GLACIAL RETREAT RATES AND TEMPERATURE DEPRESSIONS IN THE PIONEER MOUNTAINS, MT, FROM THE PINEDALE TO EARLY HOLOCENE
Based on ages derived from moraines marking the local LGM maximum (18.2 ± 0.9 ka) from our previous work in the Pioneer Mountains, most glaciers had retreated into their cirques 3 to 5 kyr after leaving the valleys. The retreat rates range from 1.6 to 2.6 km ka-1 depending on the elevation of the cirque basin, with a range-wide average of 2.1 km ka-1.
To reconstruct the past dimensions of the cirque and valley glaciers, we used several methods for determining the equilibrium line altitude (ELA); including THAR (Toe-to-Headwall Altitude Ratio), AABR (area-altitude balance ratio), AAR (accumulation area ratio), along with glacio-geomorphic landforms. We made comparisons between the reconstructed modern, early Holocene, and LGM ELAs to estimate temperature depressions using multiple approaches. For the modern to LGM, using similar methods to Leonard (1989), we estimate a temperature depression of 10 ± 2˚C, assuming no change in precipitation. We produced an LGM temperature depression of 9.7˚C using the 2-D python-based numerical glacier model of Anderson et al (2018), by matching the model output with maximum glacier extent and ELA. The model uses a positive degree-day approach to represent snow and ice melt, as well as monthly precipitation and temperature fields from PRISM data.
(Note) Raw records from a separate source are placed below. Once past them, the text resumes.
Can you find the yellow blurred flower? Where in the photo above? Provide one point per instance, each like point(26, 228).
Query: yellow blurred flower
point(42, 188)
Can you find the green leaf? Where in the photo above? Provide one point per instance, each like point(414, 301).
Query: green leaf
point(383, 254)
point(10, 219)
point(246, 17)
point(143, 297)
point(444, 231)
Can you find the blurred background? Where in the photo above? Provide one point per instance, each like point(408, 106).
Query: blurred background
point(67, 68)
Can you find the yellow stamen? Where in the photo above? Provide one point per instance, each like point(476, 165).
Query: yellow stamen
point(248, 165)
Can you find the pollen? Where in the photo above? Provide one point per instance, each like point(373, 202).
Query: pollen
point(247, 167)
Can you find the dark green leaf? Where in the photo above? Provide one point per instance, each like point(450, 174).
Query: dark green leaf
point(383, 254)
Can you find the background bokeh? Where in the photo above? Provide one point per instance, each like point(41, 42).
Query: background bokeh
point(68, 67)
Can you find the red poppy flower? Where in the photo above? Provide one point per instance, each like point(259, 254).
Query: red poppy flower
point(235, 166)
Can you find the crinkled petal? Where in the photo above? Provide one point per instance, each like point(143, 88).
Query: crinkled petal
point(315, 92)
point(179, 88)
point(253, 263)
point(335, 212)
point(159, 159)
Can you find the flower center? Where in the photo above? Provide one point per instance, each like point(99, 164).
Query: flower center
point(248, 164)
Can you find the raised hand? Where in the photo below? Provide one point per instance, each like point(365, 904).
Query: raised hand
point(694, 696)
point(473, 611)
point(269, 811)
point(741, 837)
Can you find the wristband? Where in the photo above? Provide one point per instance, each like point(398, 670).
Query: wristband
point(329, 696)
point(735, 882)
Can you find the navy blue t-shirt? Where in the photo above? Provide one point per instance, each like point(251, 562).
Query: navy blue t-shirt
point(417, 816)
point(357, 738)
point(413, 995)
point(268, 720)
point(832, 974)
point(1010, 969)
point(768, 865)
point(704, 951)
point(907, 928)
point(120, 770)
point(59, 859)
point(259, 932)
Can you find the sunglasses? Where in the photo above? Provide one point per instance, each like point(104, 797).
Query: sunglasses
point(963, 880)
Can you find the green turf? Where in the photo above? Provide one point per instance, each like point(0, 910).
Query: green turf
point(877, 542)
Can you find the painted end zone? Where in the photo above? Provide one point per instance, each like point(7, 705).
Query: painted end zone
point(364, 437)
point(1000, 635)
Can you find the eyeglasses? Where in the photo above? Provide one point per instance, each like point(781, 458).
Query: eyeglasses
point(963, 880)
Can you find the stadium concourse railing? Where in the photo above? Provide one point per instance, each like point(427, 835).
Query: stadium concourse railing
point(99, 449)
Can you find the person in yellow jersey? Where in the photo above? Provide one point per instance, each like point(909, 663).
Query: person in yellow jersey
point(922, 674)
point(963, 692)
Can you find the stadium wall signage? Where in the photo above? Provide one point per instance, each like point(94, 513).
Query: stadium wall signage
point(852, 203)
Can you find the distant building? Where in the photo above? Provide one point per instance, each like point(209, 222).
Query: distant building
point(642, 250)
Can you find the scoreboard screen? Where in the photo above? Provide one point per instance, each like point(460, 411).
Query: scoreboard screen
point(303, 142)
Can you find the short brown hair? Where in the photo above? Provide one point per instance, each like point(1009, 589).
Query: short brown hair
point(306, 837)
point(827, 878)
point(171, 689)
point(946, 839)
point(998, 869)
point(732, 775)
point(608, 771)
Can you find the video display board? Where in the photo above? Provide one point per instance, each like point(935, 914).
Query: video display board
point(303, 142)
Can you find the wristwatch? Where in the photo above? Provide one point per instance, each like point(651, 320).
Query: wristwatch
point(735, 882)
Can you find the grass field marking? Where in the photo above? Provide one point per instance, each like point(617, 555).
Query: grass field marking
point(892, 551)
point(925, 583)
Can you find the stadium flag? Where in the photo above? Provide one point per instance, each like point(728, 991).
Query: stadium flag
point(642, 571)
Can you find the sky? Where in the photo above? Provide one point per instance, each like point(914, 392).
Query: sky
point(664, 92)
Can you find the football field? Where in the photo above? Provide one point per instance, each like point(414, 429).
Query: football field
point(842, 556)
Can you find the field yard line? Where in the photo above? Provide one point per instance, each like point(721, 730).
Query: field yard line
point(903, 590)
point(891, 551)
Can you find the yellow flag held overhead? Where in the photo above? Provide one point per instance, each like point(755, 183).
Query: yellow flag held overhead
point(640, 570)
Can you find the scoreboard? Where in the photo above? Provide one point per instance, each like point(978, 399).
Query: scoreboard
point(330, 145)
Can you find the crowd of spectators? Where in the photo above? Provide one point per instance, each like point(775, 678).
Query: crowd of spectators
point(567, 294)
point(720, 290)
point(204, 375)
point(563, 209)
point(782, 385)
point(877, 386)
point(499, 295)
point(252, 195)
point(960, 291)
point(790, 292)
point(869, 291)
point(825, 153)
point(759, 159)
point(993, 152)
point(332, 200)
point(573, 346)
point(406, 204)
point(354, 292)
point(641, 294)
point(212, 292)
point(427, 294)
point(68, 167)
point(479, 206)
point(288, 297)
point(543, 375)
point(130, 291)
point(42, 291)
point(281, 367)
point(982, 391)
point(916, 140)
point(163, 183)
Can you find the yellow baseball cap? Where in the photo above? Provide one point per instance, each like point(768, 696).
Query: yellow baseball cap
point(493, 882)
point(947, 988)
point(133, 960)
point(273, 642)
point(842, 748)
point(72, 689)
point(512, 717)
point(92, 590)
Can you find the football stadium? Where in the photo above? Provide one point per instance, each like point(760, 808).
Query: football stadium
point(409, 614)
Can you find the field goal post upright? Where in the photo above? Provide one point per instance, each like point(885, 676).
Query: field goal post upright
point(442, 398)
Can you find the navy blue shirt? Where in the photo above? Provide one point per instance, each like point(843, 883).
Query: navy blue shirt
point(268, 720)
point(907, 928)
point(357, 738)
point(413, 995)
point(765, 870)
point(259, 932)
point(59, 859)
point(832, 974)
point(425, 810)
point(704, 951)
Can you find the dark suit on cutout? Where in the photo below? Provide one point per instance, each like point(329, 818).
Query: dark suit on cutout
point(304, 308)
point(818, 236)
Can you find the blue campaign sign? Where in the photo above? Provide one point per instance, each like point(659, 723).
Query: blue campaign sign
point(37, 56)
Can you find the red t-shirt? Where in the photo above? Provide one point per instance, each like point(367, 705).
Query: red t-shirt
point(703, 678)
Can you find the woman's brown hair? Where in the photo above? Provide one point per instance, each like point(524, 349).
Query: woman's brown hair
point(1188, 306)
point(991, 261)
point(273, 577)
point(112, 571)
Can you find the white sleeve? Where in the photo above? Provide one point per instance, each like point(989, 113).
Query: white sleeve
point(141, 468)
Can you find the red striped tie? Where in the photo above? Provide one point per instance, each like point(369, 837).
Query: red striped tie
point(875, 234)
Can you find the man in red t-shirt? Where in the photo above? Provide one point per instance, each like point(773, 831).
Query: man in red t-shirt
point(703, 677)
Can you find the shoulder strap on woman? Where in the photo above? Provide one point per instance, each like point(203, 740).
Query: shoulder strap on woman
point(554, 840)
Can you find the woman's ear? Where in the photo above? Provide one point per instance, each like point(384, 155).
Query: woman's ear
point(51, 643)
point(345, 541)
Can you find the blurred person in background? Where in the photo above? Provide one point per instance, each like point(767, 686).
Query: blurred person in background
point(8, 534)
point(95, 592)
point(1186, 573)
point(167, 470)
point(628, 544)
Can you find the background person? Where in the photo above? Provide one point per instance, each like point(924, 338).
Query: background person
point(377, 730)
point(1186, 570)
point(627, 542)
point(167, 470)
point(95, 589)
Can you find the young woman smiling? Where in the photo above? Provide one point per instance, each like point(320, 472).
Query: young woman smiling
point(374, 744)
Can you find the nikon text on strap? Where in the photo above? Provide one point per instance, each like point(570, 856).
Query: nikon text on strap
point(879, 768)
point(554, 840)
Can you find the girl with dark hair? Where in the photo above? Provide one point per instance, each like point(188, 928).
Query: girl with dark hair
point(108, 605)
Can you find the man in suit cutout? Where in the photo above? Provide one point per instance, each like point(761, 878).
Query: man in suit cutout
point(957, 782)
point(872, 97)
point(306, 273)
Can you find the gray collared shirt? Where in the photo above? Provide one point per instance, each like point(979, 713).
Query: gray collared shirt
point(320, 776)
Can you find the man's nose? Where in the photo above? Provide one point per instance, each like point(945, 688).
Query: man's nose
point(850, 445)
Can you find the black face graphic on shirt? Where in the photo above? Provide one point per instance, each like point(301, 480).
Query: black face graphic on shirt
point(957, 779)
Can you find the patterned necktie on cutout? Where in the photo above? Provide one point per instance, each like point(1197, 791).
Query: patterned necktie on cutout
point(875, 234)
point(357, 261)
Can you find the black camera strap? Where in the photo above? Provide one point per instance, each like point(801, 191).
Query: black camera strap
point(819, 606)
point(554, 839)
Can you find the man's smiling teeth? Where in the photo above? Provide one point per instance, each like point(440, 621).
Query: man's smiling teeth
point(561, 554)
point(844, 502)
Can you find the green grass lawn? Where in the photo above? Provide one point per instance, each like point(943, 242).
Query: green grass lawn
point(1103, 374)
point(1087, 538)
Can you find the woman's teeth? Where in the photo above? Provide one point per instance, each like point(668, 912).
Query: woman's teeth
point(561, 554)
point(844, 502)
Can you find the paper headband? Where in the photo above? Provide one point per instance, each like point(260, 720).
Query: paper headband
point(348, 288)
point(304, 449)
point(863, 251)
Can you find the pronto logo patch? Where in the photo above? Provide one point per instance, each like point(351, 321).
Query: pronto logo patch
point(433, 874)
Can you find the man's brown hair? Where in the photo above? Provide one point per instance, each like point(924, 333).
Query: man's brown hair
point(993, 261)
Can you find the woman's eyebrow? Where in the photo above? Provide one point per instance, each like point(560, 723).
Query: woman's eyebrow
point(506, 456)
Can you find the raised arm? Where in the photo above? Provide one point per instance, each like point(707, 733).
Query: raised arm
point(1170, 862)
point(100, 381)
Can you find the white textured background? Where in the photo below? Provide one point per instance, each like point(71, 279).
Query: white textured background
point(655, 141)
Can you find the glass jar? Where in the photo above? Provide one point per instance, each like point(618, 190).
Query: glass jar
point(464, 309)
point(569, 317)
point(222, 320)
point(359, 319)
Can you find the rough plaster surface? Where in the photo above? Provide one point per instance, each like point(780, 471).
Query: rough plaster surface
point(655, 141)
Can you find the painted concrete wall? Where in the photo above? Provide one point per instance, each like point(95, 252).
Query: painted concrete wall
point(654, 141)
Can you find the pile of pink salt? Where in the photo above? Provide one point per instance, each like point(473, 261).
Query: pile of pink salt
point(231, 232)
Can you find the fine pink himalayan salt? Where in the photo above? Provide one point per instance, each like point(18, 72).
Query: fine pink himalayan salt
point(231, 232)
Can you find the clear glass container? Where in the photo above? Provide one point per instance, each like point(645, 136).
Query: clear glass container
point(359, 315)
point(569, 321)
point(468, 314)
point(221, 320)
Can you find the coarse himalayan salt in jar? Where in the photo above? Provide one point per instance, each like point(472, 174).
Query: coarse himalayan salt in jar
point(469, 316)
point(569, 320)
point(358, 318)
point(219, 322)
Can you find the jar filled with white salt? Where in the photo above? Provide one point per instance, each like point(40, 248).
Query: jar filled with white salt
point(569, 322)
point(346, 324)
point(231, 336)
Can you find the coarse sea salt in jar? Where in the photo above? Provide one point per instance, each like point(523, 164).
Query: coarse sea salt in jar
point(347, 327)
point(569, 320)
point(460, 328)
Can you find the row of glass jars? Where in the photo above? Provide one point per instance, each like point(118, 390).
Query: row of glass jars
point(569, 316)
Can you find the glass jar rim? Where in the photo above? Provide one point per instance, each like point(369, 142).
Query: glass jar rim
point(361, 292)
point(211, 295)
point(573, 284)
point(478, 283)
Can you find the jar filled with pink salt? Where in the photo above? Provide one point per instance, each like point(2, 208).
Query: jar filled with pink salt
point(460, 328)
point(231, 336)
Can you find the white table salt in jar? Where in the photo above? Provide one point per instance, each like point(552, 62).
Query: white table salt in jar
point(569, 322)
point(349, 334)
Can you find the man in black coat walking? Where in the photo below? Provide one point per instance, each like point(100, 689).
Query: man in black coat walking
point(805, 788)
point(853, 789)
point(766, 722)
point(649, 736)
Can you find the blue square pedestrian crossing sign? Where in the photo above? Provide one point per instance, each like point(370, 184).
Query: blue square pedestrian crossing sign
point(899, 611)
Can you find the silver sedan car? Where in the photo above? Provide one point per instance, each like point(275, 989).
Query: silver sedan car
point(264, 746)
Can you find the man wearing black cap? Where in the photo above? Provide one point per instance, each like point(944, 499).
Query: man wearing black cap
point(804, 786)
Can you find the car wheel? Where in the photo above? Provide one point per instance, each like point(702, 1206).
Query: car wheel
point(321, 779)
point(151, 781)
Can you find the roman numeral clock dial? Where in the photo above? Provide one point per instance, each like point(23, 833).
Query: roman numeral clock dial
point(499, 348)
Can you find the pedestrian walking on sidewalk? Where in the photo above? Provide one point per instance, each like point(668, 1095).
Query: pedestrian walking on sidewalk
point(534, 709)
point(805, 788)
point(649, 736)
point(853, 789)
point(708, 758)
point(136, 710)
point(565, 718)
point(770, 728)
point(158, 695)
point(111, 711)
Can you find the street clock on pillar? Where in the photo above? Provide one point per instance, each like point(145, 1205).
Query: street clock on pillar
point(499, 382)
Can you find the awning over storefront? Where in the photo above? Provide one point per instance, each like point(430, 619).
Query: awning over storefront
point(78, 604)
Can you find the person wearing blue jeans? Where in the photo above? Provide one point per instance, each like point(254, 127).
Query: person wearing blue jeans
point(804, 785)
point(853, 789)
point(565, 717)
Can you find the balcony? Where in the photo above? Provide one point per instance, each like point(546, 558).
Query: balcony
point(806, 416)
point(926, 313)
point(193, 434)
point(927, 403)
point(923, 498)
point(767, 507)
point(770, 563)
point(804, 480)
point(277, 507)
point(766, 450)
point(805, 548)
Using this model we also produce transient estimates of past glacier size from the LGM through the early Holocene.
The findings from the new cirque 10Be ages provide insight into the rate of glacial retreat during the last deglaciation in southwestern Montana and constraints on temperature and precipitation changes between the local LGM and early Holocene when glaciers rapidly retreated up-valley.